W dniu jutrzejszym na kartuskim stadionie dojdzie do kolejnego meczu w ramach rozgrywek IV ligi "RWS Investments Group" pomiędzy drużynami GKS Cartusia 1923 Kartuzy a KTS-K Wikęd Luzino. Obie drużyny w tegorocznych rozgrywkach niezbyt dobrze wystartowały i po 5 kolejkach znajdują się w dolnej części tabeli. Drużyny te dzieli jedynie 1 pkt, a zatem  będzie to spotkanie za przysłowiowe 6 pkt.
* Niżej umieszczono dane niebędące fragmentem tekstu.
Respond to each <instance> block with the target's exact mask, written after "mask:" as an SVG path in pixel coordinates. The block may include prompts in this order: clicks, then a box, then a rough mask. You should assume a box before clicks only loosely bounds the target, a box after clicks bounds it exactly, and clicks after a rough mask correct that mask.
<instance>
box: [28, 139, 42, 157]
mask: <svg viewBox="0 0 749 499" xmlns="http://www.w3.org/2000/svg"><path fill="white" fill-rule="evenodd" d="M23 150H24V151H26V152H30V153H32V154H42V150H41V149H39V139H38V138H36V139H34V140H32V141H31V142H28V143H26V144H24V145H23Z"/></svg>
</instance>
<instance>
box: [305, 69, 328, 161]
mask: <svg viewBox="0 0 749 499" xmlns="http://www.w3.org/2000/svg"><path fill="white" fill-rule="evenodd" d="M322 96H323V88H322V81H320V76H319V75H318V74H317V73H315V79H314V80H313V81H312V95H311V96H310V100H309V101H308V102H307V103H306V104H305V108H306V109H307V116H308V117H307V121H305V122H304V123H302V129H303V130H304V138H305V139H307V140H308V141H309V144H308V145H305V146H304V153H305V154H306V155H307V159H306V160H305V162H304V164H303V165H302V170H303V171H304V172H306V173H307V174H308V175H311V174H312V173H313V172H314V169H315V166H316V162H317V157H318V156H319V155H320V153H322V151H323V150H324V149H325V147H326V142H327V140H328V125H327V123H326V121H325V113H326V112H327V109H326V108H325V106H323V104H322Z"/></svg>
W drużynie Cartusii w sobotnim spotkaniu nie zagra jednak kilku podstawowych zawodników....

W składzie zabraknie bowiem kapitana drużyny Marcina Adamkiewicza, który przebywa w podróży poślubnej, oraz kontuzjowanych Zbyszka Bodzaka i Cezarego Gawrona. Są to zawodnicy środka pola, więc cała ta formacja będzie musiała zostać przemeblowana przez trenera Błażeja Adamusa. Szanse gry dostaną za to zmiennicy, którzy będą mieli niepowtarzalna okazję, aby udowodnić trenerowi, że to właśnie im należy się miejsce w podstawowym składzie. Wobec absencji dwóch kapitanów Cartusii tj. Marcina Adamkiewicza oraz jego zastępcy Zbyszka Bodzaka, z opaską kapitańska na ramieniu zainauguruje wychowanek Cartusii Marek Dawidowski. Drużyna Wikędu na 5 dotychczas rozegranych spotkań poniosła 3 porażki i były to przegrane w trzech pierwszych meczach. Po tym nastąpił lekki progres i w dwóch kolejnych spotkaniach drużyna z Luzina dwukrotnie zremisowała z Jantarem Ustka i Wierzycą Pelplin po 1:1. Miejmy nadzieję, że progres ten skończył się na tych dwóch remisach i w sobotnim pojedynku będzie musiała uznać wyższość niebiesko- biało- czarnych. Obu drużynom punkty są potrzebne jak woda rybom. Jest to jednak sport i niech wygra lepszy.